Tyador Borlu is a cop with a dead body on his hands. He's trying to figure out who she is, why she was killed, and who killed her. In order to do so, he winds up moving between his home city, Beszel, and the city of Ul Qoma which exist in the same physical space, but occupy very different psychological spaces. We see the world through Tyador's eyes, which makes things interesting, especially when he interacts with foreigners who mostly find it impossible to "unsee" the city they are not supposed to be seeing. Clearly the existence of two separate cities is just a trick of the mind, and yet it works - the inhabitants of these cities act as though they live in physically separate places. Each city has its own transit system, a slum in one city can coexist with a very nice neighbourhood in the other, people make international phone calls to the house just up the street. It makes absolutely no sense, and yet this is a communal fiction with a total buy-in from the locals. It helps that breaking these rules and "seeing" the city you aren't supposed to be in is a crime, policed by the mysterious "Breach". Possibly there is magic involved there, but it isn't explicit.

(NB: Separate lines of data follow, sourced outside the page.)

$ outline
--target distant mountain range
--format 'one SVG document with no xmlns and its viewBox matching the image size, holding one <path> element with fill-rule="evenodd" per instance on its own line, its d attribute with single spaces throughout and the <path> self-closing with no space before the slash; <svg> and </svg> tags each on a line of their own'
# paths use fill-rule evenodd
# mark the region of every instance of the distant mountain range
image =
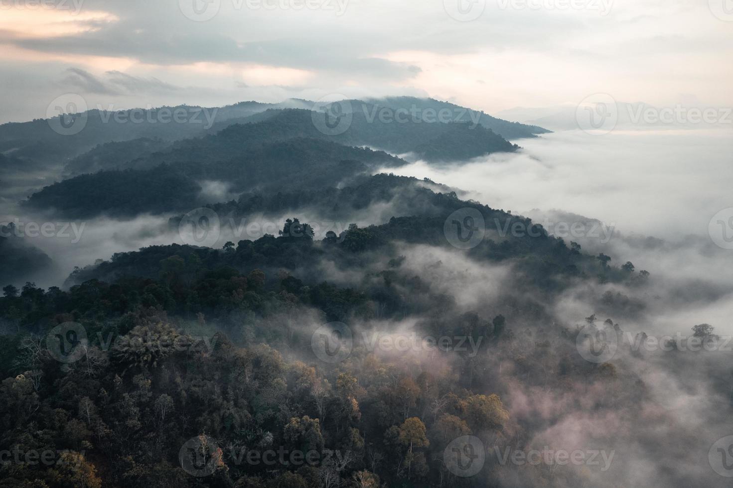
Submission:
<svg viewBox="0 0 733 488">
<path fill-rule="evenodd" d="M 455 114 L 456 117 L 451 119 L 452 122 L 470 122 L 475 114 L 474 119 L 479 117 L 479 122 L 484 128 L 507 139 L 534 137 L 548 132 L 539 127 L 507 122 L 482 112 L 432 99 L 398 97 L 350 102 L 356 108 L 355 112 L 362 114 L 363 111 L 360 110 L 362 107 L 372 110 L 374 106 L 392 110 L 400 108 L 413 109 L 421 117 L 430 114 L 431 111 L 442 109 Z M 0 125 L 0 154 L 18 158 L 34 167 L 53 166 L 68 162 L 71 158 L 108 142 L 144 137 L 171 142 L 216 133 L 233 124 L 259 122 L 269 117 L 264 114 L 268 110 L 310 110 L 315 105 L 314 102 L 298 99 L 289 99 L 280 103 L 247 101 L 224 107 L 182 105 L 144 111 L 144 116 L 141 109 L 108 112 L 95 108 L 78 114 L 85 119 L 84 129 L 72 135 L 54 132 L 48 120 L 44 119 Z M 172 113 L 177 114 L 179 117 L 172 119 Z M 262 114 L 262 117 L 258 118 L 258 114 Z M 377 119 L 375 123 L 380 122 Z"/>
<path fill-rule="evenodd" d="M 515 107 L 497 115 L 552 130 L 575 130 L 580 128 L 578 106 L 566 103 L 550 107 Z M 729 108 L 700 104 L 660 107 L 644 102 L 616 101 L 609 104 L 606 114 L 613 117 L 613 128 L 624 130 L 729 127 L 733 123 L 733 112 Z"/>
</svg>

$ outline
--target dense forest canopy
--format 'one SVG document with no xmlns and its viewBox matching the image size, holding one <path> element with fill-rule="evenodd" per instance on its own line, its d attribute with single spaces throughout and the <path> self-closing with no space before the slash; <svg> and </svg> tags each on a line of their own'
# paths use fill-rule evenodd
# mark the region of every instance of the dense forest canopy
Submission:
<svg viewBox="0 0 733 488">
<path fill-rule="evenodd" d="M 166 108 L 205 110 L 153 119 Z M 42 287 L 62 263 L 29 222 L 0 228 L 0 487 L 718 481 L 699 460 L 732 405 L 727 338 L 644 327 L 700 296 L 661 296 L 657 270 L 608 241 L 390 172 L 516 152 L 507 139 L 545 130 L 432 99 L 312 108 L 0 126 L 17 149 L 2 171 L 58 180 L 19 199 L 26 221 L 127 245 Z M 583 238 L 600 223 L 572 220 Z M 157 243 L 130 249 L 141 235 Z"/>
</svg>

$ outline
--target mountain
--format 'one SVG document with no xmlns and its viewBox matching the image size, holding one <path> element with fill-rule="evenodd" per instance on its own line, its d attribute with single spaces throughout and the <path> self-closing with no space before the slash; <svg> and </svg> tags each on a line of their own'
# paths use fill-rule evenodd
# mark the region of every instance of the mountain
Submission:
<svg viewBox="0 0 733 488">
<path fill-rule="evenodd" d="M 187 142 L 153 155 L 155 163 L 143 158 L 141 169 L 65 180 L 34 193 L 24 206 L 69 218 L 164 213 L 208 203 L 199 199 L 205 181 L 223 182 L 237 193 L 276 192 L 293 182 L 328 188 L 370 169 L 405 163 L 383 152 L 320 139 L 242 144 L 235 133 L 224 131 L 197 141 L 200 146 Z"/>
</svg>

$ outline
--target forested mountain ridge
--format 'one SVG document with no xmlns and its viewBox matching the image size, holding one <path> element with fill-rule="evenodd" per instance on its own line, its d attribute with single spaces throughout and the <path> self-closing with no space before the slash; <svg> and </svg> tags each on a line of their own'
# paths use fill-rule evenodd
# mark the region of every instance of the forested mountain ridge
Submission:
<svg viewBox="0 0 733 488">
<path fill-rule="evenodd" d="M 469 122 L 466 111 L 458 106 L 437 102 L 432 99 L 395 97 L 355 102 L 368 106 L 396 107 L 409 106 L 419 111 L 434 106 L 456 109 L 463 116 L 461 122 Z M 78 133 L 55 132 L 49 121 L 37 119 L 26 122 L 10 122 L 0 125 L 0 153 L 12 151 L 14 155 L 32 165 L 64 164 L 96 146 L 108 142 L 122 142 L 140 138 L 160 138 L 172 142 L 191 137 L 215 133 L 237 122 L 258 121 L 268 116 L 257 117 L 268 110 L 306 109 L 314 108 L 314 102 L 290 99 L 280 103 L 241 102 L 224 107 L 199 107 L 181 105 L 150 108 L 114 110 L 114 107 L 90 108 L 74 116 L 83 118 L 84 128 Z M 359 110 L 362 114 L 363 111 Z M 175 117 L 172 114 L 177 114 Z M 457 121 L 458 122 L 458 121 Z M 508 122 L 482 114 L 480 123 L 505 138 L 533 137 L 548 132 L 541 127 Z"/>
<path fill-rule="evenodd" d="M 200 147 L 185 145 L 151 157 L 160 163 L 65 180 L 34 193 L 25 205 L 70 218 L 163 213 L 190 210 L 205 180 L 226 182 L 232 192 L 274 191 L 292 181 L 328 188 L 370 169 L 405 163 L 381 151 L 320 139 L 243 147 L 228 133 L 205 138 Z"/>
</svg>

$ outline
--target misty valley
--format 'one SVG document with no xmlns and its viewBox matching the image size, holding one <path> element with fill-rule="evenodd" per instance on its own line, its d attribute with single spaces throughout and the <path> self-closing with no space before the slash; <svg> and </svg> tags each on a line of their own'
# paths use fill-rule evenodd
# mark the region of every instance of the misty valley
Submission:
<svg viewBox="0 0 733 488">
<path fill-rule="evenodd" d="M 729 3 L 0 1 L 0 488 L 733 487 Z"/>
</svg>

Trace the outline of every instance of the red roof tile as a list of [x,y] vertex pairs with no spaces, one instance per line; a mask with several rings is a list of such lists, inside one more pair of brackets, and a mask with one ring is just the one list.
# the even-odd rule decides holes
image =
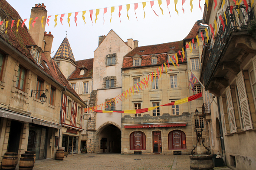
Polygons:
[[[93,58],[76,61],[77,64],[75,70],[68,78],[71,80],[75,78],[82,78],[92,76],[92,69],[93,68]],[[83,66],[87,70],[84,75],[80,75],[80,67]]]

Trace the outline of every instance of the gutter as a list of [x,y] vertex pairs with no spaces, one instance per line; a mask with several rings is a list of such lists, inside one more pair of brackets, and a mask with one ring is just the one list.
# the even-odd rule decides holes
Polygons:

As far as murder mysteries go, there's nothing incredible going on here, but this particular crime and the scene are inextricably intertwined. The setting is fascinating and weird, and Mieville really plays the reader's attempt to immerse themselves in the setting, and accept its bizarre rules as fact, against them when it comes to figuring out the mystery. I really enjoyed this, but I'm not nearly as enthralled as I was by The Scar. Still, I would recommend it to anyone who likes a good mystery and can cope with a very non-standard setting - or equally to anyone who enjoys SF...even though it really isn't SF or fantasy - it just requires the same reading protocols.